Reputation: 649
If I have multiple threads generating blocks of a file, what is the best way to write out the blocks?
ex) 5 threads working on a file of 500 blocks, block 0 is not necessarily completed before block 1, but the output file on disk need to be in order. (block 0, block 1, block 2, .... block 499)
the program is in C++, can fwrite() somehow "random access" the file? the file is created from scratch, meaning when block 5 is completed, the file may still be of size 0 due to block 1~4 are not completed yet. Can I directly write out block 5? (with proper fseek)
This piece of code is performance critical, so I'm really curious about anything that can improve the perf. This looks like a multiple producer(block generators) and one consumer(output writer) scenario. The idea case is that thread A can continue generating the next block when it complete the previous.
if fwrite can be "random", then the output writer can simply takes outputs, seek, and then write.
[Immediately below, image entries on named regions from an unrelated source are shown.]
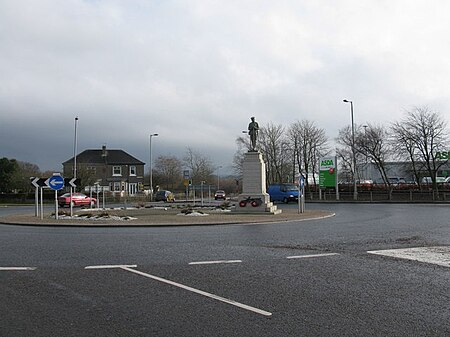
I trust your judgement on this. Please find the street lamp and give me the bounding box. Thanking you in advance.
[70,116,78,217]
[344,99,358,200]
[73,116,78,179]
[217,166,222,189]
[150,133,158,201]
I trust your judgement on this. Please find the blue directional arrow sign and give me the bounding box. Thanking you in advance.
[45,175,64,191]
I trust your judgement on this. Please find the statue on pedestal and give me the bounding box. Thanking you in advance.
[248,117,259,152]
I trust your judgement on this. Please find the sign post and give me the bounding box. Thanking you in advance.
[45,173,64,220]
[30,177,46,219]
[298,174,305,213]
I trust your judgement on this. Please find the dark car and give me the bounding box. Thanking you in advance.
[214,190,226,200]
[155,190,175,202]
[58,193,97,207]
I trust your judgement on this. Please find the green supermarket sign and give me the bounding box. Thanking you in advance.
[319,157,337,187]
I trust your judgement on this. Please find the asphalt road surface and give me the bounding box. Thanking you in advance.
[0,204,450,337]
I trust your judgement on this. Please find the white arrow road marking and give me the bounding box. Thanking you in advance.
[286,253,339,259]
[189,260,242,265]
[85,265,272,316]
[84,264,137,269]
[0,267,36,271]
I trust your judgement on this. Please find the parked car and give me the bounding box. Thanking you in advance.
[267,184,298,204]
[58,193,97,207]
[422,177,446,185]
[155,190,175,202]
[214,190,226,200]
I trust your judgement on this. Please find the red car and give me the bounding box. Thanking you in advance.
[58,193,97,207]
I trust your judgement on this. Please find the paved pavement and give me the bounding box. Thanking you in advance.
[0,207,334,227]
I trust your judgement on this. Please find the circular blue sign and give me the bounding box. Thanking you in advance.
[46,175,64,191]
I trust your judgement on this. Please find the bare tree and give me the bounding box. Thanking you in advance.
[258,123,290,184]
[396,107,447,191]
[391,122,423,186]
[183,147,214,183]
[154,156,182,190]
[355,124,392,199]
[233,136,250,178]
[336,125,362,182]
[288,120,329,188]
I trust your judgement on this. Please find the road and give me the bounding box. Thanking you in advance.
[0,204,450,337]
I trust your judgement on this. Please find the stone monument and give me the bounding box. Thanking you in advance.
[235,117,281,214]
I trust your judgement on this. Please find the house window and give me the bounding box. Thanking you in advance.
[130,166,136,176]
[113,166,122,176]
[114,181,122,192]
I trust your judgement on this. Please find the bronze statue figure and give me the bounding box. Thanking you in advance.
[248,117,259,151]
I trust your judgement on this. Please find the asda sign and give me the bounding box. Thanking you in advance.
[319,157,337,187]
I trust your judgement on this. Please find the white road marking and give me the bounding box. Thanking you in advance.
[286,253,339,259]
[85,265,272,316]
[189,260,242,265]
[0,267,36,271]
[84,264,137,269]
[367,246,450,267]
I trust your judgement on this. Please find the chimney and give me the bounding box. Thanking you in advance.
[102,145,108,158]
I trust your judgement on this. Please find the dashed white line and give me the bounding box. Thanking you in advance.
[189,260,242,265]
[85,265,272,316]
[286,253,339,259]
[0,267,36,271]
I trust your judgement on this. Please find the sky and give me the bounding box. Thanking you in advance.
[0,0,450,172]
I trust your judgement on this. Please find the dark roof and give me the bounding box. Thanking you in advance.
[63,149,145,165]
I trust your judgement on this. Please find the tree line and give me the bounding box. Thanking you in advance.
[233,107,449,191]
[0,107,450,196]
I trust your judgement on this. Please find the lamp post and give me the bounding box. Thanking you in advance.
[344,99,358,200]
[70,116,78,217]
[149,133,158,201]
[73,116,78,179]
[217,166,222,189]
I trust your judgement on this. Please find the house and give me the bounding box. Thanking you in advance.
[63,146,145,195]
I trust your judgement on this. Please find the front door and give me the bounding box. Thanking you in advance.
[128,183,137,195]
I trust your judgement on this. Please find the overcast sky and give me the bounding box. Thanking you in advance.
[0,0,450,171]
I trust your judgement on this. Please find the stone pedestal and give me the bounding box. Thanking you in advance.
[235,151,281,214]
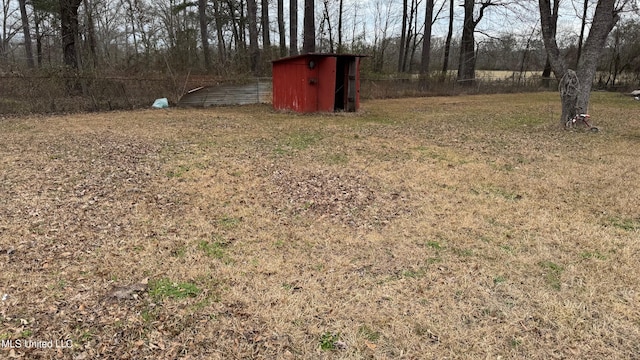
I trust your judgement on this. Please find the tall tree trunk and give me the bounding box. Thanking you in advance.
[18,0,35,68]
[278,0,287,57]
[538,0,619,125]
[260,0,271,60]
[33,9,42,67]
[338,0,344,53]
[442,0,453,76]
[542,0,560,88]
[398,0,408,72]
[320,0,334,53]
[247,0,260,76]
[575,0,589,69]
[458,0,494,86]
[289,0,298,56]
[213,0,226,64]
[420,0,434,79]
[458,0,476,86]
[59,0,82,69]
[198,0,211,71]
[83,0,98,69]
[302,0,316,54]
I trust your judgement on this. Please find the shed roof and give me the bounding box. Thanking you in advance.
[271,53,369,63]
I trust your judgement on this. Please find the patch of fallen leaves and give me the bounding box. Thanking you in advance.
[272,168,410,228]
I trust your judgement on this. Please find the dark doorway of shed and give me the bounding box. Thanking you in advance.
[334,56,356,111]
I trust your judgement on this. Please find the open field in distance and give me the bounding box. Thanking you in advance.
[0,93,640,359]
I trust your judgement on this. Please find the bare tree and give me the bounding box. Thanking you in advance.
[302,0,316,54]
[247,0,260,75]
[289,0,298,56]
[0,0,19,59]
[198,0,211,70]
[18,0,35,68]
[458,0,495,86]
[575,0,589,69]
[60,0,82,69]
[398,0,409,72]
[278,0,287,57]
[338,0,344,53]
[542,0,560,88]
[372,0,393,72]
[538,0,626,125]
[442,0,453,76]
[420,0,434,77]
[260,0,271,60]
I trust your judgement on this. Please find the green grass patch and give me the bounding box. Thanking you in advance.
[358,325,380,342]
[218,216,242,230]
[320,332,340,351]
[580,251,607,260]
[607,218,640,231]
[538,261,564,290]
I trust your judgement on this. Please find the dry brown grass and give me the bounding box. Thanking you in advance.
[0,93,640,359]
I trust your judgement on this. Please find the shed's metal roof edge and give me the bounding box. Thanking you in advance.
[271,53,369,63]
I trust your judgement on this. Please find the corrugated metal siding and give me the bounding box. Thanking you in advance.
[178,81,272,107]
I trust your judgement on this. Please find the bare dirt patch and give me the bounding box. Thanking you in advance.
[273,169,408,228]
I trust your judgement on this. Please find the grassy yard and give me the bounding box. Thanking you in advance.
[0,93,640,359]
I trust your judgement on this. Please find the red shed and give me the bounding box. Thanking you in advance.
[273,53,363,113]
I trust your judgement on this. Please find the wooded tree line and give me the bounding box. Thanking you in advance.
[0,0,640,85]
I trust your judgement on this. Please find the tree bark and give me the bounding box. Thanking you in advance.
[576,0,589,69]
[247,0,260,75]
[338,0,344,53]
[278,0,287,57]
[198,0,211,71]
[302,0,316,54]
[420,0,434,76]
[18,0,35,68]
[442,0,453,76]
[260,0,271,60]
[538,0,619,126]
[60,0,82,69]
[458,0,494,86]
[289,0,298,56]
[398,0,408,72]
[458,0,476,86]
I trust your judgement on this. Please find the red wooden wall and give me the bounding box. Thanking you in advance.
[273,54,360,113]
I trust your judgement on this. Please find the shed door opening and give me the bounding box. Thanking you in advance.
[334,57,356,111]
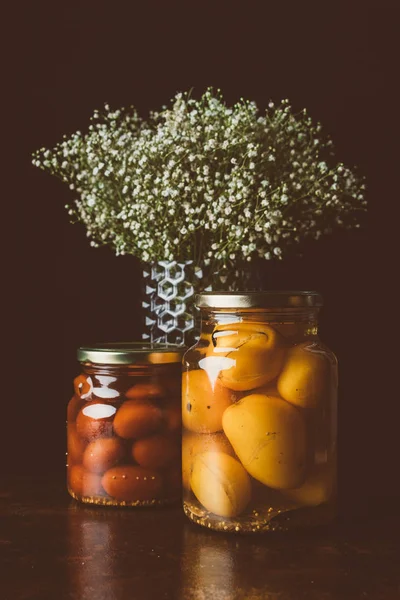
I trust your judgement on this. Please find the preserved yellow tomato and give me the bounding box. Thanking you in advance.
[82,438,124,474]
[213,323,285,391]
[182,433,235,490]
[114,400,162,439]
[277,342,329,408]
[190,452,251,517]
[222,394,306,489]
[125,383,165,400]
[182,369,234,433]
[67,423,86,466]
[285,465,334,506]
[101,465,163,502]
[68,465,104,497]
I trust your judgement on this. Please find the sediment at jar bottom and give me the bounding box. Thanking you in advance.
[182,369,236,433]
[212,323,286,391]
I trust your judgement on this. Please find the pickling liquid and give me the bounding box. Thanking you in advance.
[182,316,337,532]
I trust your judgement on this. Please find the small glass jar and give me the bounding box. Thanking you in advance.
[182,292,337,532]
[67,343,183,506]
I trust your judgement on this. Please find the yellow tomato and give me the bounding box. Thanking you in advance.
[222,394,306,489]
[213,323,285,391]
[190,452,251,517]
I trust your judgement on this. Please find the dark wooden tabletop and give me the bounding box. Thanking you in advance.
[0,478,400,600]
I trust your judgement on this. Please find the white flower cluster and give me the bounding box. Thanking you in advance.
[33,89,366,264]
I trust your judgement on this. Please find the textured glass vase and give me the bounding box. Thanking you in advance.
[142,260,255,346]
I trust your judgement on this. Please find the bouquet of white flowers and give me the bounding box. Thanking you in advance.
[33,89,366,265]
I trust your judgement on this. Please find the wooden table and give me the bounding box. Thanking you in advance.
[0,478,400,600]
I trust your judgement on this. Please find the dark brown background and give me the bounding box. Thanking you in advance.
[2,0,399,510]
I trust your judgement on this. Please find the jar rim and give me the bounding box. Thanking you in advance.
[77,342,185,365]
[195,290,323,309]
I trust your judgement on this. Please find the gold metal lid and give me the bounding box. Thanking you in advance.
[77,342,185,365]
[195,290,323,309]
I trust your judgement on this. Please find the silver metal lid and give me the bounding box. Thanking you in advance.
[77,342,185,365]
[195,290,323,309]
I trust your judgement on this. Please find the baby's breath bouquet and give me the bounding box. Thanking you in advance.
[33,89,365,264]
[33,89,365,342]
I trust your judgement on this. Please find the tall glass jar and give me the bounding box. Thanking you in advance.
[182,292,337,532]
[67,343,183,506]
However not sure if this design can perform well in large scale.
Some limitations
Upvotes: 4
Views: 822
Reputation: 14688
Assuming each block is the same size, and that the blocks are generated in memory before they are required to be written to disk, then a combination of lseek
and write
would be perfectly fine.
If you are able to write the entire block in one write you would not gain any advantage in using fwrite -- so just use write directly -- however you would need some sort of locking access control (mutex) if all the threads are sharing the same fd -- since seek+write cannot be done atomically, and you would not want one thread to seek before an just before a second thread is about to write.
This further assume that your file system is a standard file system, and not of some exotic nature, since not all input/output device everything supports lseek
(for example a pipe).
Update: lseek can seek beyond the end of file, just set the whence parameter = SEEK_SET and the offset to the absolute position in the file (fseek has the same option, but I have never used).
Upvotes: 1